Mientras la madre le tapaba la boca, el padre tiraba de él y los niños gitanos del bar Moderno paralizaban su inagotable alegría con los ojos rotos por el drama.
—Estaba muerto.
—Va a oírte el niño.
¿Por qué tanto empeño en ocultarle la muerte? Horas después una móvil, silenciosa cola subía desde la calle al piso de los murcianos.

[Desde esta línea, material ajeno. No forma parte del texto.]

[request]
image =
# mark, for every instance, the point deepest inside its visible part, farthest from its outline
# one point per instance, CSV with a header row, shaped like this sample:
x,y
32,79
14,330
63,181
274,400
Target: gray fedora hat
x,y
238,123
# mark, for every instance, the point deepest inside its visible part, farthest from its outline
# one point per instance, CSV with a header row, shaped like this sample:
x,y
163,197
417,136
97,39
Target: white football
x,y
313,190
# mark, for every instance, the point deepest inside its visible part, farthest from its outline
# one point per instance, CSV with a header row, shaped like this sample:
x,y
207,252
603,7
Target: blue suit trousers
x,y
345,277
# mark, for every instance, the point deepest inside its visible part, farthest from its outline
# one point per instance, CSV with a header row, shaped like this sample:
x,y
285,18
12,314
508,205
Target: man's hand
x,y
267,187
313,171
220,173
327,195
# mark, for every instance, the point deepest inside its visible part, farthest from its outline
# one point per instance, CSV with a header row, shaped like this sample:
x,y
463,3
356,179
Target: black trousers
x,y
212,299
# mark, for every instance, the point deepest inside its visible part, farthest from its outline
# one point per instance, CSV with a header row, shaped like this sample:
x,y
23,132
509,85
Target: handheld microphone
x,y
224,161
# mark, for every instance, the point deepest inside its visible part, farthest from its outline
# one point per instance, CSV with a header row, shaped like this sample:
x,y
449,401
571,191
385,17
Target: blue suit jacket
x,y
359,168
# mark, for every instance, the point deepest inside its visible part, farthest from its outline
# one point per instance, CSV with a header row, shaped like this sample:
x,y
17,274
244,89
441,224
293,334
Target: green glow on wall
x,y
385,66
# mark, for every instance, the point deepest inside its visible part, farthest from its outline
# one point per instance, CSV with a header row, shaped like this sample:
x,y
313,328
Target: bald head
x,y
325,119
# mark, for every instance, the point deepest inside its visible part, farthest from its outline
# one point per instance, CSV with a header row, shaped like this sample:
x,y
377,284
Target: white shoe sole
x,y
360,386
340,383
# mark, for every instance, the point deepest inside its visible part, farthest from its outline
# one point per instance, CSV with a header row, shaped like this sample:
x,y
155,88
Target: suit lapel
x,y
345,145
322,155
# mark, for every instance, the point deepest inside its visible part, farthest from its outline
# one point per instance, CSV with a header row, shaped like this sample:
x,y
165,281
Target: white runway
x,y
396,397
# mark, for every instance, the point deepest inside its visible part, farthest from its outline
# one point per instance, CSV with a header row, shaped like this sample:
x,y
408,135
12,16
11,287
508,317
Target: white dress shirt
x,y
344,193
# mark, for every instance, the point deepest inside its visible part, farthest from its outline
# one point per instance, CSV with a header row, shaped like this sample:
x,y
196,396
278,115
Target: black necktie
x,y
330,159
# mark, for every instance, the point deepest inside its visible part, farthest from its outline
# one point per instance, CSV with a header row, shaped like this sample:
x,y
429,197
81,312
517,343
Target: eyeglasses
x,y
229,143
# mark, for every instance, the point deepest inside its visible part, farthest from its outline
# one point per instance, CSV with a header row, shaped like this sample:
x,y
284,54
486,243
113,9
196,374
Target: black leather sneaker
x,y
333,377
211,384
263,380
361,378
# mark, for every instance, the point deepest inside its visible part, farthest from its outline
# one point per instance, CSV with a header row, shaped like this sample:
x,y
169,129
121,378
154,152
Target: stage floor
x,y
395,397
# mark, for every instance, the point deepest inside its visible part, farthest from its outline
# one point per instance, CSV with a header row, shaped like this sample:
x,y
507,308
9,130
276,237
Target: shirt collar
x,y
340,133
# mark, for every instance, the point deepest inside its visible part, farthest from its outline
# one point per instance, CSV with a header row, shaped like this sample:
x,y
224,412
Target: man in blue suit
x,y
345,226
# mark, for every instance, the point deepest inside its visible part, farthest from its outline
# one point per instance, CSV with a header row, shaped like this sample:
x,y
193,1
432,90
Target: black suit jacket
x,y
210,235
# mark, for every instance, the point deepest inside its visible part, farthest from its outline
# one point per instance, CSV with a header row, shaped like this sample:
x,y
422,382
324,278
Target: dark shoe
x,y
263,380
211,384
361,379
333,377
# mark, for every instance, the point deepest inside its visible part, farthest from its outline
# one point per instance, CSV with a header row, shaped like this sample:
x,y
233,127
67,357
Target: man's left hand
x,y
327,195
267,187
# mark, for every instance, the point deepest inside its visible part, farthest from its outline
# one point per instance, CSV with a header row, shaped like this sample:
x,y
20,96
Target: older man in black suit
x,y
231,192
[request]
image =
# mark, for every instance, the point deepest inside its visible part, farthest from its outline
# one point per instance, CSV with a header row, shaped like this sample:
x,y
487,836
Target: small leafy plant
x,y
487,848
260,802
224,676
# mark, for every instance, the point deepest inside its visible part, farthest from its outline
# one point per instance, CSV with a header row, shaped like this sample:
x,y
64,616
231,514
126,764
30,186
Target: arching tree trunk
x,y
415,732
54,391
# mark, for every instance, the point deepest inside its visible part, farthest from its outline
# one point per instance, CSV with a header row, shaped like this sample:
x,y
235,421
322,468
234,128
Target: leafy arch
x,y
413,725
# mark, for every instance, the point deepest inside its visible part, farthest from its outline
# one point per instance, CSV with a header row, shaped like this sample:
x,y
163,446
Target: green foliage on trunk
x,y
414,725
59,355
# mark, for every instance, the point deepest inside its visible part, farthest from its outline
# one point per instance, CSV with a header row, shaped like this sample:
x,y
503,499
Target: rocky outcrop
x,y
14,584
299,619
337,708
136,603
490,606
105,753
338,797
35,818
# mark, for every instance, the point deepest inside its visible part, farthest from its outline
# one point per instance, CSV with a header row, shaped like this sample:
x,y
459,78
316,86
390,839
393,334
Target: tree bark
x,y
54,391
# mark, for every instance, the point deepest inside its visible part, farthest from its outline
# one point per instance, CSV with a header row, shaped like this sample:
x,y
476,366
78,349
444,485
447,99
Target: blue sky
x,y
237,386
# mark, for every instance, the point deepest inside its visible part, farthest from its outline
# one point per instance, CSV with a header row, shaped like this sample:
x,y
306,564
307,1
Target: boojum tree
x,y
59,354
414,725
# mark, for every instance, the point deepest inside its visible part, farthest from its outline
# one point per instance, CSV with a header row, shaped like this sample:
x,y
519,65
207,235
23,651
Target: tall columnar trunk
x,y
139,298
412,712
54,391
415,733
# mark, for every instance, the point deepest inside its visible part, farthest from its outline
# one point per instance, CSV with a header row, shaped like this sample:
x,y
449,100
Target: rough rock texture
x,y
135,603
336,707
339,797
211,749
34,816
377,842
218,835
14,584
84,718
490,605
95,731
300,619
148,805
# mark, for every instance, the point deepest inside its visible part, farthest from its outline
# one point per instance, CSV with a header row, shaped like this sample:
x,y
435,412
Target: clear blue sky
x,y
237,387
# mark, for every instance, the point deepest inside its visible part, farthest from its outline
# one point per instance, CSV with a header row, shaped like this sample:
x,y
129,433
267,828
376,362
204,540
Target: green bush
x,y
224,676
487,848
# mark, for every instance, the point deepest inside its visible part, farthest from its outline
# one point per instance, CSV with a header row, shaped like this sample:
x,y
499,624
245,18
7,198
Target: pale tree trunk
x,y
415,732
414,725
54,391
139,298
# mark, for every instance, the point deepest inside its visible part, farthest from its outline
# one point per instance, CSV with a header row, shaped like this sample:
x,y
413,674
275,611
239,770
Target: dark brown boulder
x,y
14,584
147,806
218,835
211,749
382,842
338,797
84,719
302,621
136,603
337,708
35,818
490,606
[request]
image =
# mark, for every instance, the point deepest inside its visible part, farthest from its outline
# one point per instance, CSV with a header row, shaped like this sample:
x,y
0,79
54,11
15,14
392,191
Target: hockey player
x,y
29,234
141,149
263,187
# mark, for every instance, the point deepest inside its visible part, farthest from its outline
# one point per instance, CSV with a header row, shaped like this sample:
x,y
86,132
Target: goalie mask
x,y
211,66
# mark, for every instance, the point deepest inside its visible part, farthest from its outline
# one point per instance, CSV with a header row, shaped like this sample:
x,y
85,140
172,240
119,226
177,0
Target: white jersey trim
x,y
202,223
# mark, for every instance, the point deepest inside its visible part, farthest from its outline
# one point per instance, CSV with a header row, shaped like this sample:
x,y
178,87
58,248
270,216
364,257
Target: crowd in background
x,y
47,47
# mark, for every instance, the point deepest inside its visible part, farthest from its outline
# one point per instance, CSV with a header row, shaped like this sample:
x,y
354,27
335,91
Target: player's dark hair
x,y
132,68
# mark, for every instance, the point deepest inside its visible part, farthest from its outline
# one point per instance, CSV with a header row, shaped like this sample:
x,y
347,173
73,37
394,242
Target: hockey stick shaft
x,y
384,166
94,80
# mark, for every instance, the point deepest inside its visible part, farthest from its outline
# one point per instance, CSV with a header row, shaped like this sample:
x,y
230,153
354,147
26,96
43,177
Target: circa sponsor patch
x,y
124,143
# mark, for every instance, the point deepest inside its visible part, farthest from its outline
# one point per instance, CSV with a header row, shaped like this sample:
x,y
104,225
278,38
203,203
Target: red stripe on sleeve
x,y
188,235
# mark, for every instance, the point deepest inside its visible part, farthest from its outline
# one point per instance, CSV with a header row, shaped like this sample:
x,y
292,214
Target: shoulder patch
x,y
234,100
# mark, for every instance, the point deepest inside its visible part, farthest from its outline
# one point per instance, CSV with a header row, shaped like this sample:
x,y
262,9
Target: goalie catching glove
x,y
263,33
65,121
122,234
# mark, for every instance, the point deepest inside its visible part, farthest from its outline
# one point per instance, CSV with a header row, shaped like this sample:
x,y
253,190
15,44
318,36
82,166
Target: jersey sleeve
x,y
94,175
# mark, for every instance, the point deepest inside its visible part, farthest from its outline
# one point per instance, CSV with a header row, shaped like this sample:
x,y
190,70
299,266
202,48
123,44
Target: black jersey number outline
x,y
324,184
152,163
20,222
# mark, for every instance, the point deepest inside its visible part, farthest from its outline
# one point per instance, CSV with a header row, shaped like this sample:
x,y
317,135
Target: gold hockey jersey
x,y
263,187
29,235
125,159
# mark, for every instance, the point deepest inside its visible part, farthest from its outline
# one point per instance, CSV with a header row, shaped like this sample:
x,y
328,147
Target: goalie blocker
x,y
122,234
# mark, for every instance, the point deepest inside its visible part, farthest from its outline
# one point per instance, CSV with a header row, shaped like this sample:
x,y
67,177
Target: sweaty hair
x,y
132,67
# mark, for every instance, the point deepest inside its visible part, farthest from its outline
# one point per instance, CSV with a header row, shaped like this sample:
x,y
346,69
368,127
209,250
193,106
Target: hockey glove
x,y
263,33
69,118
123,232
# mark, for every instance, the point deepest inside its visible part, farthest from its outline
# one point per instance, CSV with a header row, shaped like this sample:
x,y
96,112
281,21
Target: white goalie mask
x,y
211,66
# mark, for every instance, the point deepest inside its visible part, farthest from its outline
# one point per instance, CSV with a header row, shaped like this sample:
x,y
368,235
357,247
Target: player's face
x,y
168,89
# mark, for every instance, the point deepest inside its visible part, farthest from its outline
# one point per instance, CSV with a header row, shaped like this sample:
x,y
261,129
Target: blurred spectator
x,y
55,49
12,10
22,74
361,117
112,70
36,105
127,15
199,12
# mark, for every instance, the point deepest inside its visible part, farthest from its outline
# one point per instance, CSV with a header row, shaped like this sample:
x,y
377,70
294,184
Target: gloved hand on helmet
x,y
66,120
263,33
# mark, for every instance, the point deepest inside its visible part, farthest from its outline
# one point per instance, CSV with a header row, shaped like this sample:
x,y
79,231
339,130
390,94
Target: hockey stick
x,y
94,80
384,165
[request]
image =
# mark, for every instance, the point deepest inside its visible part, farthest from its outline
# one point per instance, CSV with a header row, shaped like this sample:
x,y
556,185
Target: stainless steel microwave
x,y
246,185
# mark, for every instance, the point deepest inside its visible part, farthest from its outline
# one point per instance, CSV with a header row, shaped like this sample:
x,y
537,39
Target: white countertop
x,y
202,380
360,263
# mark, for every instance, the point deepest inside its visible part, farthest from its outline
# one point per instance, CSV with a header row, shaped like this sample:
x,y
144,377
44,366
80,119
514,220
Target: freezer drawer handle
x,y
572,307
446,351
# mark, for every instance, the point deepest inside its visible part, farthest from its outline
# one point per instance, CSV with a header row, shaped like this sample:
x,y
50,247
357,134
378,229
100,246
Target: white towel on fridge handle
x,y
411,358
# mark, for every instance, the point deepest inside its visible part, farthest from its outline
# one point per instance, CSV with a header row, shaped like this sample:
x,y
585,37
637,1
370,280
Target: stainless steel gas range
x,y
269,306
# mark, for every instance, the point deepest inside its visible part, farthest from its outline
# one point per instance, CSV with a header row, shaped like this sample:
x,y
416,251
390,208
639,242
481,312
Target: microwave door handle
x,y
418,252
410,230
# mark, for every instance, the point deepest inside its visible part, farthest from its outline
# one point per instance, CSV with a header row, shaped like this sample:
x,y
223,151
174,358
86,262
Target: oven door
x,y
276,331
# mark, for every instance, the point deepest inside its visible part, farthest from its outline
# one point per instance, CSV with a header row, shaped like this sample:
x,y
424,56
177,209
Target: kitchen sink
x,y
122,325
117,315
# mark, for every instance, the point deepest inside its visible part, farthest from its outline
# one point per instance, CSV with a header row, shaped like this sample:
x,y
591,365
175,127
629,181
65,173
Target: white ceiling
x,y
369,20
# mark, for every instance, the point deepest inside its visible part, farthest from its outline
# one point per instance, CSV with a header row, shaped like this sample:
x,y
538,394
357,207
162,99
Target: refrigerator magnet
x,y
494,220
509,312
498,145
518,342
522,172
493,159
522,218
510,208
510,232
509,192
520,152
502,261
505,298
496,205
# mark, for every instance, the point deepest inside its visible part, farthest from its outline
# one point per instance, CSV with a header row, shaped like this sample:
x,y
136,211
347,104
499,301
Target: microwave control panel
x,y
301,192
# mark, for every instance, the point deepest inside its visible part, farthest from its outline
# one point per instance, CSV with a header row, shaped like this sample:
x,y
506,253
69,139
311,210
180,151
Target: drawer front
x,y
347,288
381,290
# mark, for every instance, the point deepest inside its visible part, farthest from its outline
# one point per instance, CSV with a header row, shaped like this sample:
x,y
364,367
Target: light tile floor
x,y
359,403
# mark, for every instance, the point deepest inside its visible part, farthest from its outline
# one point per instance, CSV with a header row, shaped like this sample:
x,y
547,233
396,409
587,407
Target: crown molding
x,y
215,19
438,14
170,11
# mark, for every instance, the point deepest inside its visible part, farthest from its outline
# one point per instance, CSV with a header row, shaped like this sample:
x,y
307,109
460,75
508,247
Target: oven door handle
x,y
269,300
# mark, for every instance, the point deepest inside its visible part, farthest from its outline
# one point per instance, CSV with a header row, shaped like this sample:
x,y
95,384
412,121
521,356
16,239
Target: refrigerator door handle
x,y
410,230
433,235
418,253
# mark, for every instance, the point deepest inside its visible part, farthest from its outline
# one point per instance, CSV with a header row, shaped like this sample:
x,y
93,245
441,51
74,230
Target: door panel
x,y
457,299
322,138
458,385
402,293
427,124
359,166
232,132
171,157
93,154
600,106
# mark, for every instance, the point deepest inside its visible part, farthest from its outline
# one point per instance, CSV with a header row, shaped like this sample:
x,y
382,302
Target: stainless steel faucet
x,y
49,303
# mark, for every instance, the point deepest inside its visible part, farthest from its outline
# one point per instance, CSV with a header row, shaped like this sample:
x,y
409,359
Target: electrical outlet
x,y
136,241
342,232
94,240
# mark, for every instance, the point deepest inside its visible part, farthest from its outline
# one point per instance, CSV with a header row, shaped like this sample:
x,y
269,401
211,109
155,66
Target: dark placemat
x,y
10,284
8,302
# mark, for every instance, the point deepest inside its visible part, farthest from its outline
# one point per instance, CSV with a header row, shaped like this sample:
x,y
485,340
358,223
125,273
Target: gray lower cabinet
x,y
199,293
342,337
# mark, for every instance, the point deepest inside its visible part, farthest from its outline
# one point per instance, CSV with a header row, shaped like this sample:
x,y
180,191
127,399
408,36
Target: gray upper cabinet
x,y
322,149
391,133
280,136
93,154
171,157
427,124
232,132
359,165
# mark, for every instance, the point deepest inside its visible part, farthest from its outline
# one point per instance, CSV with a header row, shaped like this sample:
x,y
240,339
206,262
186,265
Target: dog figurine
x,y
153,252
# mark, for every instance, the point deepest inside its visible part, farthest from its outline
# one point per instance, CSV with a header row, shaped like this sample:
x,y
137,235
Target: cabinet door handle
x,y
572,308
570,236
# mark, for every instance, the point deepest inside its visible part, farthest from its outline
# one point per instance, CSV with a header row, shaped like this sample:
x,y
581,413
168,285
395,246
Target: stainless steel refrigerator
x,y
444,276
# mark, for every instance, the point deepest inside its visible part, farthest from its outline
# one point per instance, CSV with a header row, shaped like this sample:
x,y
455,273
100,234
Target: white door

—Con cien vidas no pagarán el mal que han hecho.
—¿Quién?
—Los fachas.
A veces llegó a dudar de la realidad de aquel barrio. En el recuerdo le parecía como una ciudad pobre y sumergida en un almíbar agridulce. Humillados y vencidos, en la cotidiana obligación de pedir perdón por haber nacido. La primera vez que Carvalho abandonó aquellas calles, por un cierto tiempo pensó que se había liberado para siempre de la condición de animal ahogado en la tristeza histórica. Pero la llevaba encima como el caracol lleva su cascara, y cuando ya tarde decidió aceptar todo lo que le había hecho lo que era y quién era, volvió al escenario de su infancia y adolescencia. Aquellos barrios se habían convertido en la antesala del cementerio para las viejas generaciones condenadas a morir entre sus humedades, mientras los hijos se guarecían en las madrigueras de renta limitada del extrarradio barcelonés. Junto a los viejos supervivientes de la posguerra, los maduros con sensación de fracaso por no haber salido a tiempo de la trama estrecha y satánica de la ciudad vencida. Y luego gentes de paso, recientes inmigrantes del país marroquí, algún que otro racimo de exiliados latinoamericanos forzados al alquiler barato. Carvalho frenó. Aparcó sin racionalizar por qué lo hacía.